El Coqui, Puerto Rico
El Coqui, Puerto Rico. Image credit – Roberto Lee Fanfan Cortes

#17. Unique Frog: A frog from the island, “Coqui,” is found only in Puerto Rico. It produces a distinct, high-pitched sound – “ko-kee, ko-kee” – especially at night. The frog is also the unofficial national symbol of the country. Sadly, it is a threatened species now.

#18. Forest without snakes and bears: Puerto Rico also has the only tropical rainforest in the U.S. Forest System – El Yunque. And you may be surprised to learn that this forest is free from snakes, bears and threatening animals of any kind!

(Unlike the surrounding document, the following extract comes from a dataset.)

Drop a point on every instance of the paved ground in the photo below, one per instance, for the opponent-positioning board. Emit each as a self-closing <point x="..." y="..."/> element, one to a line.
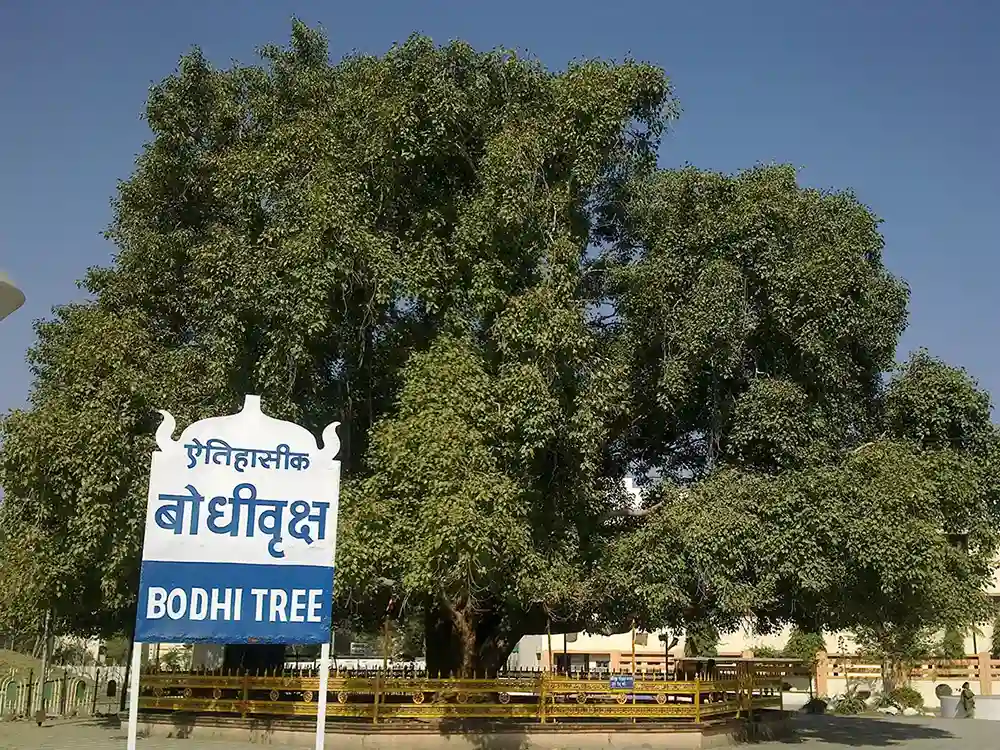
<point x="815" y="733"/>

#19. A barkless dog: Interestingly, Puerto Rico is void of any naturally existing land mammals. Present-day mammals including horses, cattle, cats, and dogs, have all been introduced to the island from elsewhere. A barkless dog once existed on the island, but it is extinct today.

#20. Holiday shoppers beware: the “Plaza Las Americas” mall in San Juan is one of the most profitable malls per square foot in the world.

#21. The Bacardi rum factory (est. 1862) in San Juan, is the largest rum distillery in the world (producing more 100,000 liters of rum every 24 hours). The distillery contributes nearly 85% of Bacardi’s total rum production, and the remainder is produced from the distilleries in Mexico and India.

#22. Visitor’s Paradise: An estimated five million people visit Puerto Rico’s capital, San Juan, each year.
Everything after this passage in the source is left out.